Pedro Cunill Grau

Subíamos por la carretera de Escuque a El Boquerón, en medio de tupidos cafetales, para ver el “mene” o lugar donde brota el “colombio”, una especie de aceite bituminoso que los lugareños recogen en pimpinas, y lo venden para muy diversos usos, desde untarse en los pies o en el pecho para curarse el catarro, poner en mecheritos para alumbrarse, curar madera y hasta sanar las mataduras de las mulas.

Los mejores años de Trujillo fueron los primeros 120, desde su fundación por aquí cerca, hasta la desolación causada por el pirata francés Francisco Grammont de la Mothe en 1678, quien también paso por aquí. Y luego la otra etapa de prosperidad fueron los otros 120 años, desde que se sembraron estos cafetales hasta la irrupción petrolera de 1920. También por aquí cerca se establecieron unos alemanes, los dos hermanos Kohleman, que cambiaron su apellido a Colmenter, que son los antepasados de otro geógrafo eminente: Antonio Luis Cárdenas Colmenter.

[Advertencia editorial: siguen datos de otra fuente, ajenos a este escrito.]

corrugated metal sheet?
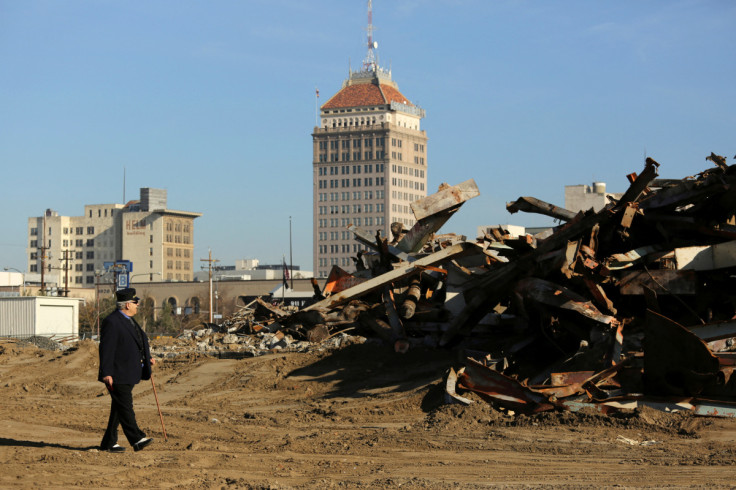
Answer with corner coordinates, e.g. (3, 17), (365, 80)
(0, 296), (80, 338)
(0, 296), (36, 337)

Así discurría la conversación, entre la bendición que fue el café para Trujillo, como la maldición que fue el petróleo. De repente Pedro Cunill, que estaba sentado a mi derecha, me dice:

—¿Por qué sitio vamos?

—Por Quevedo -le respondo.

Por aquí -me comenta- debió estar el templo de la diosa Ikake, la de la fecundidad, que los cuicas adoraban y ofrendaban con conchas marinas, señal que se comunicaban con los caribes del litoral. Por aquí mismo debió haber sido la primera fundación de Trujillo.

Y nos fuimos un rato por las raíces indígenas e hispanas que forman parte de la mixtura que es la población venezolana.

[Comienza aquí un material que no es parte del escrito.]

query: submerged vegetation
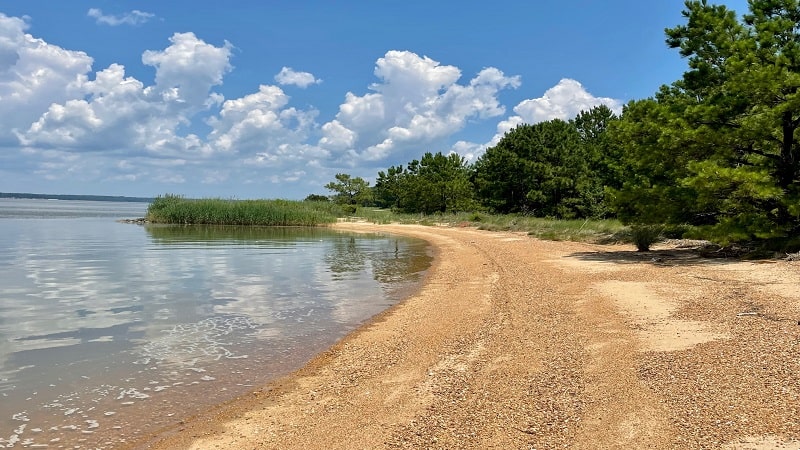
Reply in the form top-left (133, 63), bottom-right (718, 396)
top-left (146, 194), bottom-right (342, 226)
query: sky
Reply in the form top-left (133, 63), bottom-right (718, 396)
top-left (0, 0), bottom-right (747, 199)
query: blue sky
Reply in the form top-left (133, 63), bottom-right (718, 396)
top-left (0, 0), bottom-right (747, 199)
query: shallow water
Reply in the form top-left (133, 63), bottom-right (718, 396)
top-left (0, 199), bottom-right (431, 448)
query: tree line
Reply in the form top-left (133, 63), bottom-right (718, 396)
top-left (316, 0), bottom-right (800, 248)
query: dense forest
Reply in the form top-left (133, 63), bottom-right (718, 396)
top-left (318, 0), bottom-right (800, 249)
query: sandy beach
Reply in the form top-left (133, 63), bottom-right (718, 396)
top-left (131, 223), bottom-right (800, 450)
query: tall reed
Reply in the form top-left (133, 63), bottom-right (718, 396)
top-left (147, 194), bottom-right (342, 226)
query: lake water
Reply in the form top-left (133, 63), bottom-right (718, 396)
top-left (0, 199), bottom-right (431, 448)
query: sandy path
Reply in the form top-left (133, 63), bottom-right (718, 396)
top-left (134, 224), bottom-right (800, 449)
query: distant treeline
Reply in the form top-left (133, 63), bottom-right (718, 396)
top-left (0, 192), bottom-right (153, 203)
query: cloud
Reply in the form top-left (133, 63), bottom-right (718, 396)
top-left (318, 50), bottom-right (520, 165)
top-left (0, 13), bottom-right (621, 196)
top-left (462, 78), bottom-right (622, 160)
top-left (0, 13), bottom-right (93, 145)
top-left (275, 66), bottom-right (322, 89)
top-left (86, 8), bottom-right (155, 27)
top-left (15, 33), bottom-right (230, 163)
top-left (498, 78), bottom-right (622, 133)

El Boquerón es un hermoso pueblito en la vertiente occidental de la parte más norteña de la Sierra de La Culata, a sus espaldas y a los costados las murallas andinas, al frente se abre el paisaje a la planicie del Sur del Lago de Maracaibo, todo en medio de una tupida vegetación de bosque húmedo. Allí en una pulpería nos obsequian un café recién colado.

Con dos envases llenos de “colombio”, regresamos buscando el otro “mene” en el cerro El Conquistado, muy cerca del abra de Agua Viva, justo donde termina la sierra de La Culata, para luego pasar por las aguas termales de El Baño de Motatán y rematar en el poblado de Isnotú a rendir homenaje al Dr. José Gregorio Hernández, uno de esos frutos que trajo la migración interna por causa de las guerras intestinas, pues su padre Benigno y su madre Josefa Antonia llegaron hasta aquí huyendo de la Guerra Federal que asolaba los altos llanos occidentales.

Al otro día en la tarde se casaba el amigo Frank Viloria con su novia Yoleida, en su impresionante casa en el valle del Momboy. El ilustre y apreciado amigo Pedro no estaba invitado y tenía cierta pena de asistir, pues supo que era un tanto íntima, pero no soportó nuestra insistencia. La sorpresa fue que se consiguió con muy buenos conocidos, entre los cuales estaba Eladio Muchacho, editor del Diario de los Andes; Miguel Henrique Otero y Simón Alberto Consalvi; Igor Viloria, hermano de Frank; los integrantes de Serenata Guayanesa, Cecilia Todd y otros amigos.

Entramos a la boda en la capilla de la residencia, y luego salimos a la fiesta en los jardines, donde Pedro Cunill desplegó su alegría, su sabiduría y su simpatía, en la grata conversación, todo lo que, sumado a las atenciones de los anfitriones, la calidad de las bebidas y comidas, más la música que se alargó en la fresca tarde y la fría noche, se tornó en una experiencia inolvidable.

Pedro Cunill Grau amaba a Venezuela porque la conoció íntimamente, la estudió y detalló, la documentó y la soñó como un país de bienestar y de decencia, resguardo de la enorme biodiversidad que investigó con pasión. Y la enseñó en las aulas, en los textos, en las entrevistas y en las conversaciones.

Hace unos días se nos fue de su vida terrenal y lo extrañamos, como lo extrañan sus numerosos discípulos y amigos que hoy lo lloramos como un maestro excepcional.